Re: FILENAME never gets a value when running gawk from a batch file

On 29 Feb., 09:28, di98mase <di98m...@[EMAIL PROTECTED]
> wrote:
> Hi all,
>
> after a few minutes of studying the FILENAME variable I cant
> understand why my simple program does not work. This is what I want to
> achieve:
>
> I have a batch file that looks like:
> echo "************************ Extract all general statistics
> ****************"
> gawk -f statistics.awk <..\logs\%1 > ..\results\statistics.res

You are asking your command shell to open a file and the shell
connects the data stream to the standard input channel. While
the shell knows about the file the awk program just sees data
on stdin without knowledge whether the data comes from a file
or whether it is the output of another process that is attached
by a pipe.

>
> I run this using the command:
> process_stats.bat mylogfile.log
>
> in my awk program I have tried to use this in my END statement (since
> the filename does not have any value in before the BEGIN is processed:
>
> END {
> print "Filename processed:", FILENAME;
>
> }
>
> I also tried:
>
> BEGIN {}
>
> FNR == 1 { print "Filename processed:",FILENAME }
> :
> :
> But both examples with the same result "Filename processed:-".

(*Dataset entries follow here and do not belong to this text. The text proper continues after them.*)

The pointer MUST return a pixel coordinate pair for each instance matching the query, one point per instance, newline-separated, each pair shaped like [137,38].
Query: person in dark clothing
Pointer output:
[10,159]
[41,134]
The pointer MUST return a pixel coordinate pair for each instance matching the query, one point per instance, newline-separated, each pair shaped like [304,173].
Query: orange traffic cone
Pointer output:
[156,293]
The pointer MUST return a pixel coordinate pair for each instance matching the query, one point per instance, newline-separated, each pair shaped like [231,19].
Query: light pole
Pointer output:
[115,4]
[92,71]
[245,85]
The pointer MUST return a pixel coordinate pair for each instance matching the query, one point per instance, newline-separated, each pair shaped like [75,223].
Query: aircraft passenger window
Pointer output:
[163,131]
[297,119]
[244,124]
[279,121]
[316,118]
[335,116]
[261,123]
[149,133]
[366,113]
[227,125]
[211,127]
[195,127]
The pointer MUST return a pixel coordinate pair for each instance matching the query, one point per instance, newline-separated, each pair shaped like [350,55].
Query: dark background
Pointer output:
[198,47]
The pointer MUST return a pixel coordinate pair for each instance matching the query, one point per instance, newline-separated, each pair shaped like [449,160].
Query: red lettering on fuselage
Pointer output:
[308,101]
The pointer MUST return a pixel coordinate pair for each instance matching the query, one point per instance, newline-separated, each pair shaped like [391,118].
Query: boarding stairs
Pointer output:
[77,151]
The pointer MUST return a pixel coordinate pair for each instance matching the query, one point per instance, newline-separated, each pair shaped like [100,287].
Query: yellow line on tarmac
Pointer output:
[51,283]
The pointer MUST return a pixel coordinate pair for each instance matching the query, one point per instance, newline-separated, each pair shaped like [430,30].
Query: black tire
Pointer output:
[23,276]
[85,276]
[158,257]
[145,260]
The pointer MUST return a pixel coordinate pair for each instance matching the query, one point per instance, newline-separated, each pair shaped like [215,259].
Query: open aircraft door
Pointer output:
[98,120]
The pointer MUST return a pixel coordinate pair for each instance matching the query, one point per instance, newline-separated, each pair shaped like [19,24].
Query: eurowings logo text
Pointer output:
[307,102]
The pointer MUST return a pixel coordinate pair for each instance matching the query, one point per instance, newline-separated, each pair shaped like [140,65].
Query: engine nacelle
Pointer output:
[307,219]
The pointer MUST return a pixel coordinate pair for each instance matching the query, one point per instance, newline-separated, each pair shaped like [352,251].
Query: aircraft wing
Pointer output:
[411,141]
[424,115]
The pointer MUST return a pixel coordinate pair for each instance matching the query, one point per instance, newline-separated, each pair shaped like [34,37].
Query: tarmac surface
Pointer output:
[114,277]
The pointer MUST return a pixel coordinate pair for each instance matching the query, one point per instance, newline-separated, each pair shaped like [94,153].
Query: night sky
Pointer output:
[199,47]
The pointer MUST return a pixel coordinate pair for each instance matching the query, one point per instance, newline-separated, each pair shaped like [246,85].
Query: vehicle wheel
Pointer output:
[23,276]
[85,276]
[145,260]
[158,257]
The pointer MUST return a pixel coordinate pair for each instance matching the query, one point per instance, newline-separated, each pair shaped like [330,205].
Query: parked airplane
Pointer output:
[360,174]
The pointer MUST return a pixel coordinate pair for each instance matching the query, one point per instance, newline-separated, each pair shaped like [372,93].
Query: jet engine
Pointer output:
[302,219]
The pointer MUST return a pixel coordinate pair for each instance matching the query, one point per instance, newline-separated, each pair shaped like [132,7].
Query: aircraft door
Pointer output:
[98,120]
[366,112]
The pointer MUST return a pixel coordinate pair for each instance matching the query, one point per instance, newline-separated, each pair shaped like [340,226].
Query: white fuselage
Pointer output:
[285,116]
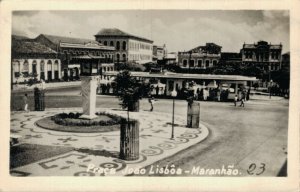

'-' is the convention to denote standard input.

>
> I cant see why this should not work? Is it because I use a input
> parameter to the batch file?

To give programs (awk in this case) a chance to know about the
filename you should pass the file names as arguments to awk...

gawk -f statistics.awk ..\logs\%1 >..\results\statistics.res

(Mind the missing '<'.) If you want to process multiple files
provide a list of file names...

gawk -f statistics.awk ..\logs\file1 ..\logs\file2 ..\logs\file3


Janis

>
> /di98mase